Ryan wrote the first environmental impact statement (for Benchmark at Beaver Creek) that was required after Eagle County adopted subdivision requirements. Thereafter, Vail Associates hired him to assist the US Forest Service to write the Social-Economic Impacts section of its EIS for Beaver Creek. Eagle County then hired Ryan to conduct its first employee housing study in 1977.
After ten years of various consulting roles with the Town of Vail, Vail Associates, and Eagle County, he was consultant to the Town of Vail’s Economic Development commission as it reevaluated its policies when shifting from a growth-oriented ski area to a mature, operating resort. Ryan also was a member of the team several years ago when JKA conducted its first Cultural Attachment project in West Virginia and Virginia.
These projects have provided Ryan with a vast array of experience in rural communities. Having worked for both private sector developers performing market studies and the local governments conducting economic and fiscal impacts, Ryan will play a key role in the James Kent Associates Team.

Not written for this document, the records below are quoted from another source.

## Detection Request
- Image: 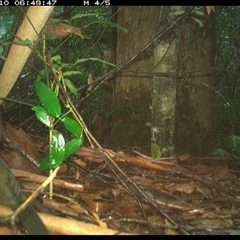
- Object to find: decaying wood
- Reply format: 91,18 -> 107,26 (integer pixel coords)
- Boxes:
0,205 -> 132,235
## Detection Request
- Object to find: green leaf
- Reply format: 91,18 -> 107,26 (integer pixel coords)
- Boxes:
34,81 -> 61,117
62,117 -> 82,138
36,68 -> 46,81
194,11 -> 204,16
64,137 -> 83,159
52,55 -> 62,65
64,78 -> 77,95
63,71 -> 82,76
0,15 -> 14,38
32,106 -> 51,127
192,17 -> 203,27
70,13 -> 106,22
173,10 -> 185,16
13,39 -> 33,46
39,131 -> 65,170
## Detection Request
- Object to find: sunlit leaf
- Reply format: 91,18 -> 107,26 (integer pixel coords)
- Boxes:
0,15 -> 14,38
194,11 -> 204,16
64,137 -> 83,159
32,106 -> 51,127
39,131 -> 65,170
173,10 -> 185,16
34,81 -> 61,117
192,17 -> 203,27
52,55 -> 62,65
70,13 -> 106,22
62,117 -> 82,138
13,39 -> 33,46
64,78 -> 77,95
63,71 -> 82,76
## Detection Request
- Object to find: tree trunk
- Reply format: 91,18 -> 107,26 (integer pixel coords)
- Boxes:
175,6 -> 216,156
0,6 -> 54,105
111,6 -> 160,147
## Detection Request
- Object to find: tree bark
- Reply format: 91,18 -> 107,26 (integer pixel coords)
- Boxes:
111,6 -> 160,147
0,6 -> 54,105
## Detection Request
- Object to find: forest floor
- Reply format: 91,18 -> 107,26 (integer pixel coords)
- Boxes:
1,125 -> 240,235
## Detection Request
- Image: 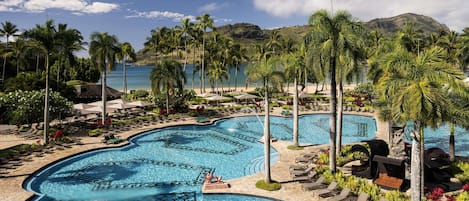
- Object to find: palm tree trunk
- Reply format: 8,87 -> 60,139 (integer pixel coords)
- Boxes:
293,75 -> 299,146
166,90 -> 169,114
122,56 -> 127,95
449,123 -> 456,162
410,121 -> 423,201
264,78 -> 272,184
201,35 -> 205,93
235,64 -> 238,91
101,69 -> 107,125
44,53 -> 50,144
36,54 -> 39,73
337,79 -> 344,155
2,56 -> 7,84
329,56 -> 337,173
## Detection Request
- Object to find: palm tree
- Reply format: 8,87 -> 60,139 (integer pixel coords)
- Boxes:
230,44 -> 247,91
309,10 -> 359,172
0,21 -> 19,83
244,58 -> 284,183
197,14 -> 214,93
117,42 -> 137,94
181,18 -> 194,72
379,47 -> 463,201
89,32 -> 119,125
266,30 -> 283,54
208,61 -> 228,91
150,60 -> 186,114
281,52 -> 303,146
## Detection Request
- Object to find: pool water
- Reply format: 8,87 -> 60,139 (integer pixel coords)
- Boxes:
404,123 -> 469,156
25,115 -> 376,200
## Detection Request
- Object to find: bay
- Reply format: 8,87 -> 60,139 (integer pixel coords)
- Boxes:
98,64 -> 252,90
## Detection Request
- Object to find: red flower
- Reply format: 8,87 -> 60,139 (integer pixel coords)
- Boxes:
462,183 -> 469,191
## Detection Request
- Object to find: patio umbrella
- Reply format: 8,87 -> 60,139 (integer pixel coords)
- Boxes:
196,93 -> 218,98
107,103 -> 137,109
82,106 -> 115,114
73,103 -> 91,110
127,101 -> 154,107
106,98 -> 130,104
205,95 -> 228,101
234,94 -> 259,99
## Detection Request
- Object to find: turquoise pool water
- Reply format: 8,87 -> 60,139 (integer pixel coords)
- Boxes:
24,115 -> 376,200
405,124 -> 469,156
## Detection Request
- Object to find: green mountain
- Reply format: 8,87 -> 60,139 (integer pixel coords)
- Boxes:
137,13 -> 449,65
366,13 -> 449,33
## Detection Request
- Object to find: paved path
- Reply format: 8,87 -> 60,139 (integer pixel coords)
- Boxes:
0,108 -> 387,201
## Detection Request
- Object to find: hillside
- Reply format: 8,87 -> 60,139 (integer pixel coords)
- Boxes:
366,13 -> 449,33
137,13 -> 449,65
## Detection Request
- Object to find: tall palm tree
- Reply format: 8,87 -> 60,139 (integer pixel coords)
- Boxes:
0,21 -> 19,83
244,58 -> 284,183
150,60 -> 186,114
379,47 -> 464,201
197,14 -> 214,93
117,42 -> 137,94
181,18 -> 194,72
208,61 -> 228,91
281,52 -> 303,146
230,44 -> 248,91
309,10 -> 359,172
89,32 -> 119,125
56,24 -> 85,83
266,30 -> 283,55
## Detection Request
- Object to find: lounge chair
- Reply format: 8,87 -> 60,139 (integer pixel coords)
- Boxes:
103,134 -> 123,144
303,177 -> 325,191
290,165 -> 314,176
316,181 -> 337,198
293,170 -> 318,182
321,188 -> 351,201
357,192 -> 370,201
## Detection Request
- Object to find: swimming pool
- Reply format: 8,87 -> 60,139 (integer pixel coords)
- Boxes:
24,115 -> 376,200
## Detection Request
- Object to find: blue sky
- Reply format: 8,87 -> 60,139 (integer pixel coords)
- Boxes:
0,0 -> 469,55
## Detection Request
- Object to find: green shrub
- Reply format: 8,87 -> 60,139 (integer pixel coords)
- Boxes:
384,190 -> 410,201
88,128 -> 103,137
256,180 -> 282,191
450,162 -> 469,183
456,191 -> 469,201
287,145 -> 304,151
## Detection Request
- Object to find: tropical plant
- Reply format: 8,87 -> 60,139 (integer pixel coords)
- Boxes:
0,21 -> 19,83
88,32 -> 119,125
197,14 -> 214,93
379,47 -> 463,201
308,10 -> 360,172
150,60 -> 186,114
117,42 -> 137,94
244,55 -> 284,184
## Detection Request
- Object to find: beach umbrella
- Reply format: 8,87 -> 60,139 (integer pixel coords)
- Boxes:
205,95 -> 228,101
127,101 -> 154,107
107,103 -> 137,109
72,103 -> 91,110
197,93 -> 218,98
81,106 -> 115,114
88,101 -> 103,107
234,94 -> 259,99
106,98 -> 130,104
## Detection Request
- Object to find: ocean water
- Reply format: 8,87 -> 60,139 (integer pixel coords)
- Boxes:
102,64 -> 252,90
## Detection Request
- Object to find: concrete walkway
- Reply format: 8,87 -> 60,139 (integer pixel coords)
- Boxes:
0,108 -> 387,201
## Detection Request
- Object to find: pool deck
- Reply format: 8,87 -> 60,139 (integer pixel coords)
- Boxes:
0,108 -> 388,201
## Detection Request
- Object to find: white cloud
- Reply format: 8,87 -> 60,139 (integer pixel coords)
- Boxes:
253,0 -> 469,31
198,3 -> 228,13
125,10 -> 196,22
0,0 -> 119,15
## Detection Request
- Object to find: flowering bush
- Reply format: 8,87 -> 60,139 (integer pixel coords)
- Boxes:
0,89 -> 73,124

Additionally, John Ryan and James Kent have experience in working together; we have teamed together on dozens of projects over the years. Ryan has worked extensively on issue-oriented projects at the neighborhood level. With FUND Pacific (now, James Kent Associates), for example, he was project manager for a near two-year consulting assignment with the City and County of Honolulu to design a Social Impact Management System (SIMS)--developing procedures to mitigate some of the negative social and economic impacts resulting from major developments. This approach requires extensive fieldwork - describing issues at the neighborhood level and tying them to the informal networks of people who carry the issues.